David Darriba Pérez
Querido hogar
Desde luego aquel era un día extraño. Salir por la puerta y encontrarte nuevamente en tu casa no es nada común. Lo intentó en varias ocasiones y, nada, que no había forma. No es que eso le importase demasiado, pero necesitaba ir con urgencia a la tienda para comprar unas pilas. Se le habían agotado a su transistor y no podía vivir sin él. Incluso si no lo ponía por la noche, era incapaz de dormir. Muchas veces amanecía con el aparato encendido en ese punto en el cual las voces se vuelven desagradables… Así que dándole muchas vueltas a la cabeza, se le ocurrió la idea de escapar por la ventana. Vivía en un primer piso y no le resultaría muy complicado descolgarse hasta la calle o, al menos, eso imaginaba. Pero tampoco surtió efecto. Al verse ya con los dos pies fuera, volvió a encontrarse en su casa pisando la desgastada alfombra. Estaba encerrado. Ahí empezó a preocuparse realmente. La nevera no se encontraba muy llena y la despensa prácticamente la utilizaba para amontonar trastos. Alguna lata, un paquete de macarrones a la mitad… Haciendo cálculos, no le llegaría para más de dos semanas y racionándolo todo hasta el extremo. Tras ese tiempo, desconocía lo que puede sobrevivir un ser humano sano.

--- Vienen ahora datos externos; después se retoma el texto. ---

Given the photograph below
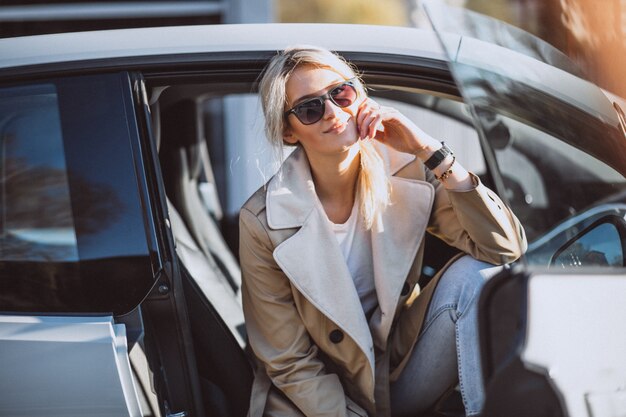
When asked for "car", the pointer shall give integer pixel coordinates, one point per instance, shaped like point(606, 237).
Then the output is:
point(126, 155)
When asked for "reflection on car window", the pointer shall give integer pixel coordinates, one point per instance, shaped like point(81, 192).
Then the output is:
point(554, 188)
point(36, 223)
point(600, 246)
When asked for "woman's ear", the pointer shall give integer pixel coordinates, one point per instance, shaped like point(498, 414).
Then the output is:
point(289, 137)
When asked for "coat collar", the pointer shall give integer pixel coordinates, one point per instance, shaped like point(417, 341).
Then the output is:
point(291, 202)
point(291, 192)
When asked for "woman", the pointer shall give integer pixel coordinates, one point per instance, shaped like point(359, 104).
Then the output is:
point(331, 252)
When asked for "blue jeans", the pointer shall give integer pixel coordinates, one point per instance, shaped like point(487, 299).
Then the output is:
point(447, 350)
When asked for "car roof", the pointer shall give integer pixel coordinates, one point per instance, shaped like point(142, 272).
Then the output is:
point(160, 41)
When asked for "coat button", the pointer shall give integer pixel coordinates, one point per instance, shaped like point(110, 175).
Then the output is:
point(405, 289)
point(336, 336)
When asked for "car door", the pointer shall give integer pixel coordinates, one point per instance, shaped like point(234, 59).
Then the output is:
point(551, 330)
point(86, 271)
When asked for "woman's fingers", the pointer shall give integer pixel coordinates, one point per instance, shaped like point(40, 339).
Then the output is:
point(369, 117)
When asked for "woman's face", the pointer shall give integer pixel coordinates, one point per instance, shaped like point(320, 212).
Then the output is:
point(337, 130)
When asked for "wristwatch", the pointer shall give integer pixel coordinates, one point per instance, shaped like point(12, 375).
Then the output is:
point(439, 155)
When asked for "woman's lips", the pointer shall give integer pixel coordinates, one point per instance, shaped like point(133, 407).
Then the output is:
point(337, 128)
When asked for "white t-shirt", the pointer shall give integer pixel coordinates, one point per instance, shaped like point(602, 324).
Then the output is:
point(356, 246)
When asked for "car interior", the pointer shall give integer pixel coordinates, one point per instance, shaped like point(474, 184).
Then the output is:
point(189, 124)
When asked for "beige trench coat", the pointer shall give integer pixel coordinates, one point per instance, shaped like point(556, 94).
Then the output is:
point(317, 354)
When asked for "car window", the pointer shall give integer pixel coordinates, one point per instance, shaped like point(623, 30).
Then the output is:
point(37, 222)
point(557, 190)
point(74, 232)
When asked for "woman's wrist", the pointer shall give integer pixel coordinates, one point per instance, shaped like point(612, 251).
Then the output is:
point(427, 150)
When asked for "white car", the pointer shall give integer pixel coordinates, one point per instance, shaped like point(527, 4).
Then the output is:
point(125, 155)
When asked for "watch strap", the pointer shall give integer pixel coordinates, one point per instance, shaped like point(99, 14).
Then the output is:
point(439, 155)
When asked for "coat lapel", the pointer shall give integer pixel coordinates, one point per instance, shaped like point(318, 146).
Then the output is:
point(396, 238)
point(311, 257)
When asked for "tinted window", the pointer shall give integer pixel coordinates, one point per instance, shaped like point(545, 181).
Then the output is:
point(74, 234)
point(37, 222)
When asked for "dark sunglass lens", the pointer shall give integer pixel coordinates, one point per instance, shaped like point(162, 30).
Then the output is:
point(344, 95)
point(310, 112)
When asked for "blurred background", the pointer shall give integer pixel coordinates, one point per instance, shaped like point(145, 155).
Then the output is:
point(592, 32)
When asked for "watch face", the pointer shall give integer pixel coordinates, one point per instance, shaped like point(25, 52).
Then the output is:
point(438, 156)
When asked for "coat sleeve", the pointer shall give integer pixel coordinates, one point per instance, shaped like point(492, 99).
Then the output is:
point(477, 222)
point(276, 332)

A pesar de tal inconveniente, lo que no se quitaba de la cabeza era el dejar de escuchar sus programas favoritos. Tal vez tuviera la culpa aquel de misterio que escuchó la pasada noche; como si hubiese servido para hacer algún llamamiento extraño. No es nada descabellado pensar en esto e incluso sea lo más lógico. Las noches son mágicas y pueden llevar a sucesos semejantes. Con la voz cavernosa, retumbando en el silencio, ya le decía uno de sus tíos:
«Cuando llega ese duermevela, cuídate. Se abren puertas insólitas que desconocemos y quién sabe si al traspasarlas no quedamos encerrados». Pero él era pequeño y aunque intentaba prestarle atención, no comprendía nada de aquello que contaba; únicamente sentía miedo. Y así se encontraba ahora: encerrado, en su propio hogar. E intentaba hacer memoria sin llegar a recordar más sentencias de su tío que le pudieran resultar de cierta utilidad en aquel trance.

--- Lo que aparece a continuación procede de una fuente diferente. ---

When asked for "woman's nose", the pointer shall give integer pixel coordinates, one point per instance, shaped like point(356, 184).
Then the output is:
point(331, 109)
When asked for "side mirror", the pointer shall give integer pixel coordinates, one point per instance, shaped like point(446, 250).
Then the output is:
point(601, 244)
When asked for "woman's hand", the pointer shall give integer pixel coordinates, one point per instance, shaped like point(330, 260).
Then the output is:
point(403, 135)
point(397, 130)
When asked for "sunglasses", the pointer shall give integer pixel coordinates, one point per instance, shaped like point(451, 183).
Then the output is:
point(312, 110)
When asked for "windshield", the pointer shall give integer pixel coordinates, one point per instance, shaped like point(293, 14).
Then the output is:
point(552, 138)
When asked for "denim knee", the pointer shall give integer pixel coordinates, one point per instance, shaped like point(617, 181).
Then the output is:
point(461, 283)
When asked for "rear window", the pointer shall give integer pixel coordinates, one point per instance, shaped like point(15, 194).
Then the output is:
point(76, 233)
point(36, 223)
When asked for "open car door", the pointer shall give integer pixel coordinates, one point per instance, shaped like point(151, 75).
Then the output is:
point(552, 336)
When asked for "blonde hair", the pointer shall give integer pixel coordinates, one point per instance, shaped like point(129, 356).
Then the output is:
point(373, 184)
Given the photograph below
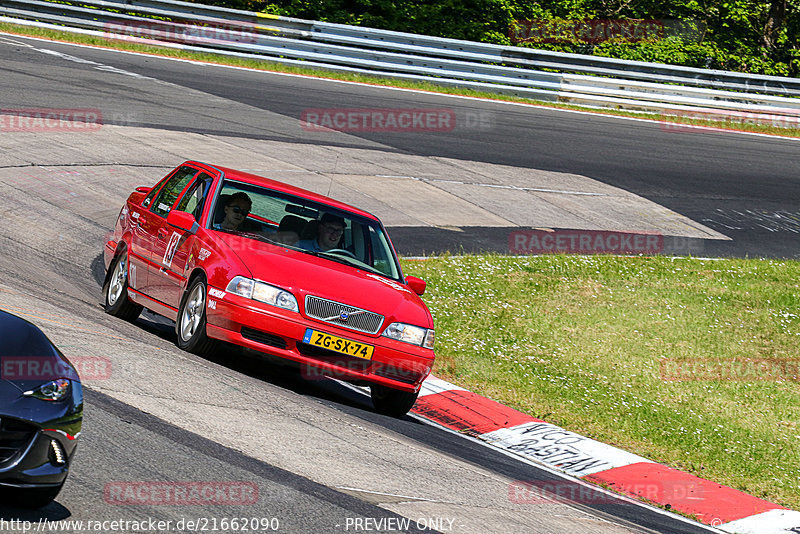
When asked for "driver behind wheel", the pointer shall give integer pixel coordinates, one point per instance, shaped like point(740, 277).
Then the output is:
point(329, 234)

«Uno, dos, tres, cuatro, cinco, seis, siete, ocho, nueve, diez, once y doce», contaba los pasos desde su dormitorio a la cocina. «Uno, dos, tres, cuatro, cinco, seis y siete», le salieron a las dos horas. «Uno, dos y tres». Imposible por completo. Imaginó haber perdido el juicio. Le faltaba el aire a sus pulmones oprimidos. ¿También su casa se hacía más pequeña? Sin embargo, siempre era capaz de llegar hasta la cocina y regresar sin perder el espacio.
«¿Y si llamo al supermercado para que me traigan la comida a casa? Si después salgo acompañado del repartidor, tal vez consiga huir de aquí», habló para sí mismo. No se demoró más y cogiendo el teléfono marcó el número.
—¡Supermercado! —gritó alguien al otro lado—. ¿Vienen a rescatarnos?
—¿A quién debo rescatar? No, yo sólo llamaba para hacer un pedido.
—¿Un pedido? ¡Oiga, estamos atrapados! ¡Y también la policía! ¡Y los bomberos! ¡Y todas nuestras familias! Usted…, ¿usted no lo está? ¿Puede ayudarnos? ¿Puede sacarnos de aquí? ¡Conteste!
Colgó el teléfono sin decir ni una palabra, despacio, con la mirada perdida más allá de la ventana. Se levantó aproximándose a ella. Centró la visión a través del inexpugnable cristal. No lo había advertido hasta ese instante. Las calles estaban vacías. Ni un alma. Nada más que un par de gatos callejeros porque ellos vivían allí. Ronroneaban. Como si hubiese llegado el fin del mundo, se dejó deslizar por la pared hasta quedar sentado en el suelo. Cerrando los ojos, rezó. Sólo cabía esperar a ser escuchado o, al menos, eso: esperar sin saber muy bien a qué. Al fin y al cabo era probable que aquel lugar fuera más seguro que el exterior.